General Motors Corp. ends its exclusive decades-long ties with GMAC as a condition of the bailout loans extended by the U.S. Treasury Department.
The first-of-its-kind agreement includes Federal mandates that GM can access third-party lenders in addition to GMAC, while freeing the once-captive lender from its obligation to finance GMAC leases exclusively.
The addition of non-GMAC lessors extends a precedent set by GM's Saturn Div., which for years has allowed its dealers to use Chase Auto Finance as a lessor and loan issuer.
Following the December announcement, GM began offering 0% loans for up to 60 months on several slow-selling models and from 0.9% to 5.9% on dozens of other 2008 and 2009 models.
To sweeten deals, GM also added cash back rebates ranging from $500 to $4,250, which prior to the rescue funding had been offered mostly on leftover 2008 models.
In addition, GMAC lowered the minimum credit score from 700 to 621 for buyers it will finance.
One of the nation's largest-volume Chrysler LLC and Pontiac-GMC dealers, Bill Golling, of Bloomfield Township and Lake Orion, MI, says finalization of the U.S. loans for both GM and Chrysler, gave his sales an immediate uplift.
“We sold seven higher-priced vehicles right away in reaction to the loan news,” Golling tells the Oakland Press. “Six were hybrid GMC Yukons.”

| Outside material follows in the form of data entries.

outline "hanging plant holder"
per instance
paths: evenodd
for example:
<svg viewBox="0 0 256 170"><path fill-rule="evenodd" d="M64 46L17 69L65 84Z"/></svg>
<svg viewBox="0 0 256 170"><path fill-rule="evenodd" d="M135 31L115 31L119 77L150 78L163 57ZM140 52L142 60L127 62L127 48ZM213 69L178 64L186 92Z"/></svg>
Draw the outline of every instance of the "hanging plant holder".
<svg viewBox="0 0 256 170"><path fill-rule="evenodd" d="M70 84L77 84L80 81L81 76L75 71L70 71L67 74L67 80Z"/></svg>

In a conference call among top-volume Saturn dealers, the prospect of an extension of Chase Auto Finance and other independent lenders to other GM brands was aired by Saturn franchisees.
“We turned from GMAC to Chase in the first place to increase our lender and lessor portfolio,” Texas Saturn dealer and former Saturn division general manager Don Hudler says. “Our customers had been frustrated by our inability to access GMAC for leasing, and now we have choices available that should boost our run rates substantially.”
The Saturn conference call was arranged after GM CEO Rick Wagoner testified in Congressional hearings on the rescue loans that the division might be up for “review.”
“GM executives assured us on the call that the for-sale statement was an oversight and the division is not on the auction block,” says Bert Boeckmann, owner of two Saturn stores in California's San Fernando Valley north of Los Angeles.
The nation's No.1 Ford dealer and also owner of high-volume Honda, Mazda and Lincoln-Mercury stores under the Galpin label, Boeckmann says he had no “ideological” concerns about a vocal Federal role in changing lending policies for GM and Chrysler or naming two directors to an expanded GMAC board.
“Lee (Iacocca) and I were talking about this the other day,” Boeckman tells Ward's Dealer Business. “He recalled saving Chrysler in the early 1980s with a $1.3 billion federal loan guarantee that was repaid early with interest of nearly $400 million for the U.S. Treasury.
“They said then such a loan would never happen again. Well, what's wrong with shoring up our domestic auto industry the way it took place then and the way it's happening now?
“That's not socialism. I would hope that our U.S.-made cars and trucks continue to get government support when needed.”